Life sciences leaders are warning that Britain's departure from the European Union will bring uncertainty to the industry, creating new barriers to inward investment and threatening access to novel medicines.

In a letter to The Observer, more than 90 signatories - including heads of the Association of the British Pharmaceutical Industry, GlaxoSmithKline, AstraZeneca and the BioIndustry Association - argue that the future success of the UK life sciences sector is underpinned by being part of the EU's single market and regulatory processes.

If the UK was to bow out of a reformed Europe, companies could be forced to apply for separate market authorisations in both regions - which could delay access for the millions of NHS patients to the latest drugs and treatments, they warn.

"We are concerned that the lack of clarity around what would happen to the regulation, patents ecosystem, financing and funding for UK bioscience if the UK were to leave the EU creates risk and uncertainty that could undermine the future success of the sector," said Steve Bates, chief executive of the BioIndustry Association. "It's vital the UK remains engaged in the EU to influence legislative and regulatory policy developments affecting the life sciences ecosystem."

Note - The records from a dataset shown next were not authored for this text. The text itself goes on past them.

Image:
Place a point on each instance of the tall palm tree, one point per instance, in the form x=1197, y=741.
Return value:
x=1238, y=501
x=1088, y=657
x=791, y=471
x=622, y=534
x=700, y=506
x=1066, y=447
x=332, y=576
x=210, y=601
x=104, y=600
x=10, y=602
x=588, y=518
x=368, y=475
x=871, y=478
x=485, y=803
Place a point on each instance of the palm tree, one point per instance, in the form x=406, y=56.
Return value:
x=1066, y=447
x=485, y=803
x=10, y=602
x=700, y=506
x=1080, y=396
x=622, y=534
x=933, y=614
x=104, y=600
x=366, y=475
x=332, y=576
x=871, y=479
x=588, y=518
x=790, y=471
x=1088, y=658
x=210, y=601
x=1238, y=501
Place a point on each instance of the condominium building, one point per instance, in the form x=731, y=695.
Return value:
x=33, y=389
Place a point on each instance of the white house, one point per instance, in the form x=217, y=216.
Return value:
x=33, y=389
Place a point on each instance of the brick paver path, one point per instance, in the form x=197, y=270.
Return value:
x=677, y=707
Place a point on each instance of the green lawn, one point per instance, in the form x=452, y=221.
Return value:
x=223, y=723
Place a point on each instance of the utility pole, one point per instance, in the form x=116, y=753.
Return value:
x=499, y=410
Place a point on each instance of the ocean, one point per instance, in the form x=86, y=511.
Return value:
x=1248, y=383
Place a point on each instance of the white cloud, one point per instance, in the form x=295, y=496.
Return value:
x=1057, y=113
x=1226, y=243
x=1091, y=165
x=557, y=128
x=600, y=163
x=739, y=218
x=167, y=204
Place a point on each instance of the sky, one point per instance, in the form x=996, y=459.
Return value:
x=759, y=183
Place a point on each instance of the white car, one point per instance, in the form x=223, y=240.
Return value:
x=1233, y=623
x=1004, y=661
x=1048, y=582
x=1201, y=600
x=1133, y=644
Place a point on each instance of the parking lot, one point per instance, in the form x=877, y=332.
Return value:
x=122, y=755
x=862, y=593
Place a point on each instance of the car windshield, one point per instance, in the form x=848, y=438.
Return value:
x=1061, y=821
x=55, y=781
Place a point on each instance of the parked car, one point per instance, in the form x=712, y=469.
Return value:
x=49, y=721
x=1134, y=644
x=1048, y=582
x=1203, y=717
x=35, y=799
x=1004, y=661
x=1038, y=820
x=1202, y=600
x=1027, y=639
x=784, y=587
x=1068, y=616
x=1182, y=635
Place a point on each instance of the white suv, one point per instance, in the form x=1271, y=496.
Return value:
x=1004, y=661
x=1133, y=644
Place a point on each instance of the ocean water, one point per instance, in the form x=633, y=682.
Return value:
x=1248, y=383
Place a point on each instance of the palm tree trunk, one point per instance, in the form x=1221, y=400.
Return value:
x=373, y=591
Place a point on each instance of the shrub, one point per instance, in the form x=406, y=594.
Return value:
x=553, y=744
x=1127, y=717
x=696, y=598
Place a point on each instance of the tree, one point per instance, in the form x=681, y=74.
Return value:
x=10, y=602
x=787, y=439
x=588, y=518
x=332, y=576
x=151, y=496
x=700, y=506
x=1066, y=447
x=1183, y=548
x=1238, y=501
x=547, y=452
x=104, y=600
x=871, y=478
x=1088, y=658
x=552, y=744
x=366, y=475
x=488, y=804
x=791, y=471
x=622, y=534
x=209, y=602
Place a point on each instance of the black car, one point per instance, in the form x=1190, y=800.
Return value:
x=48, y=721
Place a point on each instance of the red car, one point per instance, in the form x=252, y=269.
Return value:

"This is a serious warning from the leaders of the UK's £60 billion life science sector, which highlights the choice in this referendum: our economic security and global influence as part of the EU, or a leap in the dark," noted life sciences minister George Freeman. "Being out on our own would risk the employment of 220,000 people, billions of pounds of inward investment, and our life science exports to the EU - which last year were worth over £29 million every day."

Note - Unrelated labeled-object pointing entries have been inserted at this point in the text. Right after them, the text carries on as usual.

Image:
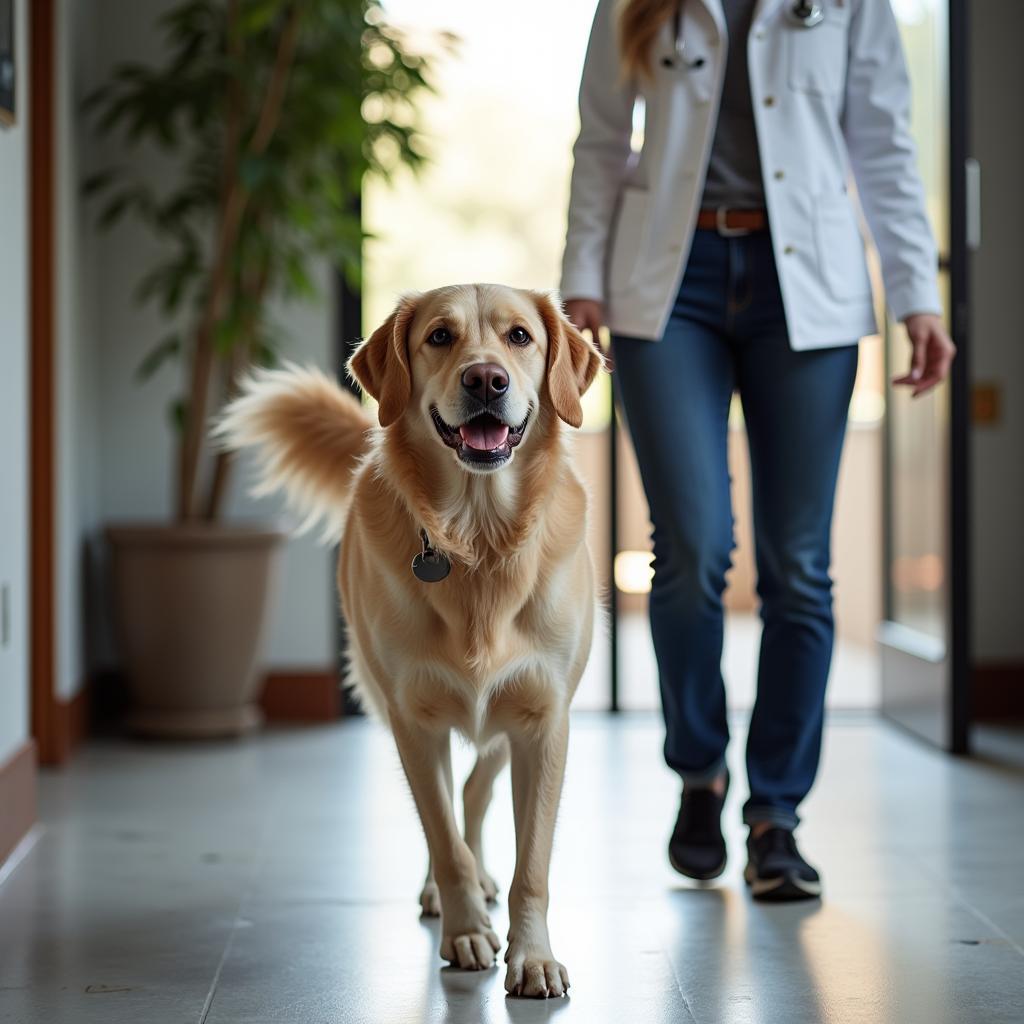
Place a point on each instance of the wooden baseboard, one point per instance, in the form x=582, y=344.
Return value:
x=17, y=797
x=997, y=693
x=301, y=696
x=71, y=725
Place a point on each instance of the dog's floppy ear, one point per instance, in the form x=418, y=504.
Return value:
x=572, y=360
x=380, y=365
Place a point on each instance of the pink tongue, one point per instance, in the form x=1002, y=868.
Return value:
x=483, y=433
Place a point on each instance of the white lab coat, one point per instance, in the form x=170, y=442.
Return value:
x=826, y=99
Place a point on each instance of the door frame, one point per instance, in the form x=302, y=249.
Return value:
x=921, y=665
x=48, y=721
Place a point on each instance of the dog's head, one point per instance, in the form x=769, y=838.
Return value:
x=474, y=364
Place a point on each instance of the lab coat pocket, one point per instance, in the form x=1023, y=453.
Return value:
x=627, y=240
x=841, y=249
x=817, y=55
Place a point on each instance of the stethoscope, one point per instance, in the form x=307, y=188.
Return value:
x=806, y=13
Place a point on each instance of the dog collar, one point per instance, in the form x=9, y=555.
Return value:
x=430, y=565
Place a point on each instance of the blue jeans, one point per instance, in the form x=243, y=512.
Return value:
x=727, y=332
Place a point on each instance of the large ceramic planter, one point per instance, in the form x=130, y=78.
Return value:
x=190, y=604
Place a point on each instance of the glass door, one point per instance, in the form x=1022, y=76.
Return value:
x=923, y=637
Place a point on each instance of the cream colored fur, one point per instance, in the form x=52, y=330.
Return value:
x=497, y=649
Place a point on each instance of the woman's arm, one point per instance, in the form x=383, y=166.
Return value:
x=876, y=124
x=601, y=158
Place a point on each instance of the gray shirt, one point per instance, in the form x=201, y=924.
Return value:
x=734, y=171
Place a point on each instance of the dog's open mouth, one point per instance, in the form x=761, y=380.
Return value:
x=482, y=438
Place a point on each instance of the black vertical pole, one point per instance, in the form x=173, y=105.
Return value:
x=960, y=383
x=613, y=545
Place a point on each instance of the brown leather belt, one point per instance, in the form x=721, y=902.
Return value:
x=732, y=221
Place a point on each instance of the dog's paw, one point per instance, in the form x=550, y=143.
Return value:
x=430, y=900
x=471, y=950
x=535, y=975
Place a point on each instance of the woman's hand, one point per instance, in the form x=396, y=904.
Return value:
x=932, y=352
x=588, y=314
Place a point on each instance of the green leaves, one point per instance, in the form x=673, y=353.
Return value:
x=347, y=108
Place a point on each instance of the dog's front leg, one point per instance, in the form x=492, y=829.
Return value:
x=538, y=769
x=467, y=938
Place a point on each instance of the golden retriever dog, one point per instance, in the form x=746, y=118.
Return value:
x=465, y=578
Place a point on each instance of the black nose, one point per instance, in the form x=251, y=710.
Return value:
x=485, y=381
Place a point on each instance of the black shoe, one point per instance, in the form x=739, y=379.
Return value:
x=775, y=870
x=697, y=846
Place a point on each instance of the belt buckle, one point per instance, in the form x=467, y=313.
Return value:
x=724, y=229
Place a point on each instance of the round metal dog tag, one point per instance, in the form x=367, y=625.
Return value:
x=431, y=566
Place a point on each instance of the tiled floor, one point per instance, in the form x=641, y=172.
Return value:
x=275, y=880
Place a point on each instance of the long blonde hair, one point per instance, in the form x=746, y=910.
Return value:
x=639, y=24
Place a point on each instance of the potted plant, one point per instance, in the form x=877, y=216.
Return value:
x=274, y=110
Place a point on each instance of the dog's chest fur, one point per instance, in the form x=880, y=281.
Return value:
x=492, y=645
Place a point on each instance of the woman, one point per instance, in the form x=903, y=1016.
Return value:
x=726, y=255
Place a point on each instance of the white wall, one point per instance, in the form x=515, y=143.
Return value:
x=13, y=408
x=135, y=443
x=77, y=377
x=997, y=332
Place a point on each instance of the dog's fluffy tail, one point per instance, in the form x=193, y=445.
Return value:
x=308, y=434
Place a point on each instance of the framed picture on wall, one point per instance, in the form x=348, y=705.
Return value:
x=7, y=75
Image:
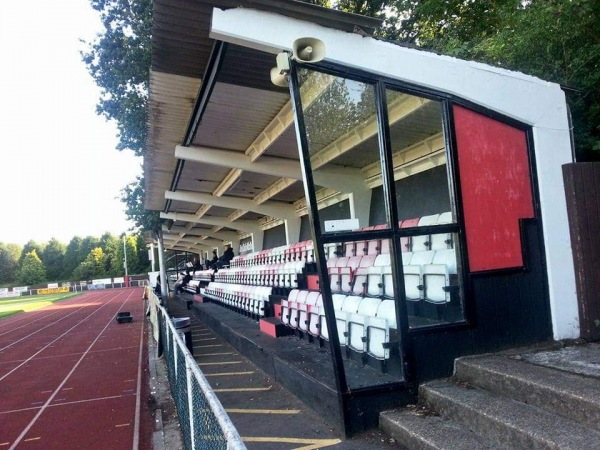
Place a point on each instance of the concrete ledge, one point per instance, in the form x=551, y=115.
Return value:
x=508, y=423
x=416, y=429
x=559, y=392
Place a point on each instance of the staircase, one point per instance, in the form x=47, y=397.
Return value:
x=506, y=402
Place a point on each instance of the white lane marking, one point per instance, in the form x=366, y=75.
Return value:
x=57, y=390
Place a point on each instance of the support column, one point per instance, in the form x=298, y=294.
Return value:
x=164, y=282
x=360, y=206
x=292, y=230
x=257, y=240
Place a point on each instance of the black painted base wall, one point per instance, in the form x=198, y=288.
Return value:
x=510, y=309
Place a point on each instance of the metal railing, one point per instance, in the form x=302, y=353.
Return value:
x=204, y=423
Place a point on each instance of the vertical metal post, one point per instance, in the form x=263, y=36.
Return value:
x=188, y=374
x=125, y=254
x=164, y=282
x=311, y=202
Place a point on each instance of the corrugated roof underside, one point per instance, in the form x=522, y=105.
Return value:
x=171, y=102
x=236, y=115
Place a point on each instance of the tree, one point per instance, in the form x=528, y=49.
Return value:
x=53, y=258
x=10, y=254
x=28, y=248
x=119, y=62
x=32, y=270
x=94, y=266
x=73, y=257
x=133, y=195
x=143, y=264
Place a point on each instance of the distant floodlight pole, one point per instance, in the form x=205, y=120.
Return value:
x=125, y=254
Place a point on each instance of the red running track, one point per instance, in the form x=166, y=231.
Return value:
x=72, y=377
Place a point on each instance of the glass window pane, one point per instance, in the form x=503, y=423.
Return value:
x=342, y=133
x=432, y=281
x=419, y=155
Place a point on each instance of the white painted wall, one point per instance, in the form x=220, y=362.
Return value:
x=524, y=98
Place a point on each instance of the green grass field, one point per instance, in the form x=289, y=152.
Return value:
x=16, y=305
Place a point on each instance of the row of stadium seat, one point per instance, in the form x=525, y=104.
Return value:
x=249, y=300
x=428, y=275
x=300, y=251
x=365, y=325
x=438, y=241
x=303, y=251
x=285, y=275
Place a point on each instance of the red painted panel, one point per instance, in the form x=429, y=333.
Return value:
x=312, y=282
x=496, y=189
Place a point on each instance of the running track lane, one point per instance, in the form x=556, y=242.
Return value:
x=77, y=384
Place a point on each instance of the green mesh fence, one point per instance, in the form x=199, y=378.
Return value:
x=204, y=423
x=206, y=427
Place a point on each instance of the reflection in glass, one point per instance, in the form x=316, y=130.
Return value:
x=342, y=134
x=431, y=282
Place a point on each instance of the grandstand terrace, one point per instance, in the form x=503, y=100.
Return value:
x=390, y=209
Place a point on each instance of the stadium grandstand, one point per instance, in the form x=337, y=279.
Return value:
x=390, y=209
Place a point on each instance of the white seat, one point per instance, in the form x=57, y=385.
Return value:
x=338, y=301
x=294, y=308
x=378, y=330
x=285, y=306
x=357, y=324
x=436, y=276
x=303, y=318
x=313, y=316
x=350, y=306
x=413, y=274
x=422, y=242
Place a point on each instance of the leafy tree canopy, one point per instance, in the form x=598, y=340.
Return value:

Recently writing in a blog for Deloitte, Karen Taylor, Director, UK Centre for Health Solutions, notes that the UK currently receives more funding from the European Research Council than any other EU country, which supports universities' research. "One government minister has told Parliament's Science and Technology Committee that Brexit could threaten £8.5 billion of EU funding for UK science over the next four years. There is also a risk that UK researchers will lose their priority access to scientific facilities across Europe," she writes.

The letter concludes that "remaining in a reformed and more competitive EU would offer stability and predictability as a platform for even greater success. Staying in would be better for the health and wealth of the UK."

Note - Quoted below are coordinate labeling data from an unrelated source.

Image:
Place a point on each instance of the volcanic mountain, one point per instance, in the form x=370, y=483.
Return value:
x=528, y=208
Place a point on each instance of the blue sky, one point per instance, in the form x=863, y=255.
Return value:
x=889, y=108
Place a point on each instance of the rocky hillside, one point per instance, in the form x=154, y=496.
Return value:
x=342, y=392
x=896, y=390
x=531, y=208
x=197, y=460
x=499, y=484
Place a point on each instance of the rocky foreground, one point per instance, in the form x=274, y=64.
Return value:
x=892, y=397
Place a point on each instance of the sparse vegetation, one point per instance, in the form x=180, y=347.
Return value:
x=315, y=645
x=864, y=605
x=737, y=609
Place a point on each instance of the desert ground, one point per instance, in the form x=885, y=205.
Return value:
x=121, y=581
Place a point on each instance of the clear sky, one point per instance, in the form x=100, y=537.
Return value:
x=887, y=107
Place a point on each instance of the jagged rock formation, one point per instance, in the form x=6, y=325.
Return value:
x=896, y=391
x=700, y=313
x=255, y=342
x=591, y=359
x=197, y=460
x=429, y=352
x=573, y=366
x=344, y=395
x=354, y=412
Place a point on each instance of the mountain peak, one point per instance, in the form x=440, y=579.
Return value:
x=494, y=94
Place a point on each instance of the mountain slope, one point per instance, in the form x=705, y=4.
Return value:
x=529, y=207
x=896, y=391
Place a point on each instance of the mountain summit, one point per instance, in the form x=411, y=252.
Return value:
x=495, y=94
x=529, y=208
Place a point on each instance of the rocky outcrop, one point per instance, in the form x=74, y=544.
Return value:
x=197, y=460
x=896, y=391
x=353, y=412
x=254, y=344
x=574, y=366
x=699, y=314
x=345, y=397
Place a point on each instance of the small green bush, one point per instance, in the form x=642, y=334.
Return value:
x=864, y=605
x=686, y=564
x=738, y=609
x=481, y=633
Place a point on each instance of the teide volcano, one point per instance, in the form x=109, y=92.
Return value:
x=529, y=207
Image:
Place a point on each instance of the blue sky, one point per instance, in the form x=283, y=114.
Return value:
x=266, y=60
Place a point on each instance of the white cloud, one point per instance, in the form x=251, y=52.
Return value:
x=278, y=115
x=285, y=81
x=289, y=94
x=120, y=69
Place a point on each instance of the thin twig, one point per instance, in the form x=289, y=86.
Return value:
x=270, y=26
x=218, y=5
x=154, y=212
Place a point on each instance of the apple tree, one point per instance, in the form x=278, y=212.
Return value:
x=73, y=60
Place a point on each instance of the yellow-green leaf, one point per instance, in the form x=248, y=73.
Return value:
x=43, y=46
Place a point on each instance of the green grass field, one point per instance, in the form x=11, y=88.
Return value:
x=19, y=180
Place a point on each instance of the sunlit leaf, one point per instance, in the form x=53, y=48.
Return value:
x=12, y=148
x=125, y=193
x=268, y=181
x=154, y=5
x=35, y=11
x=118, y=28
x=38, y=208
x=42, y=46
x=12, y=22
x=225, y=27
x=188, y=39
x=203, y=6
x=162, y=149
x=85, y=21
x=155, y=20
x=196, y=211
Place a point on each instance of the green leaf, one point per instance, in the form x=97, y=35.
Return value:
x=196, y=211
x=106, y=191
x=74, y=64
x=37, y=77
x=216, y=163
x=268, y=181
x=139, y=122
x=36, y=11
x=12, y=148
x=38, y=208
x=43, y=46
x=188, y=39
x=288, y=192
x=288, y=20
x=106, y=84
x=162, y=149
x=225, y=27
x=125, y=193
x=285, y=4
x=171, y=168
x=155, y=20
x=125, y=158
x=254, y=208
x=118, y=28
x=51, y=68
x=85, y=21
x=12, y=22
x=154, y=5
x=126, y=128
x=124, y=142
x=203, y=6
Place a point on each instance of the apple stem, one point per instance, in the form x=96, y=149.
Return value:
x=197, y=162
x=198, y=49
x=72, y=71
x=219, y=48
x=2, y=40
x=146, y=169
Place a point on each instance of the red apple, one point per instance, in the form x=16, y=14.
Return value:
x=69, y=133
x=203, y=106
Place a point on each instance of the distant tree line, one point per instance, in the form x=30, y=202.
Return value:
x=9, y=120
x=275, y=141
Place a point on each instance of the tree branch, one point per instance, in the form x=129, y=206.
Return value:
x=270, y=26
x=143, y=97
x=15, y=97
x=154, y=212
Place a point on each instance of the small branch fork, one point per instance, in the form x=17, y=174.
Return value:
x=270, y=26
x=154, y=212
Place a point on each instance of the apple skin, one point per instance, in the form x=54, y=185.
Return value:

The Brexit camp hasn't said much about the impact on life sciences industry directly, but campaigners have argued that the NHS is at risk from staying in the EU, largely because of the proposed Transatlantic Trade and Investment Partnership (TTIP) between the EU and the US, and also health tourism, which the Vote Leave group claims is costing the UK £700 million a year.

The British public will vote on whether or not to stay in the EU on June 23.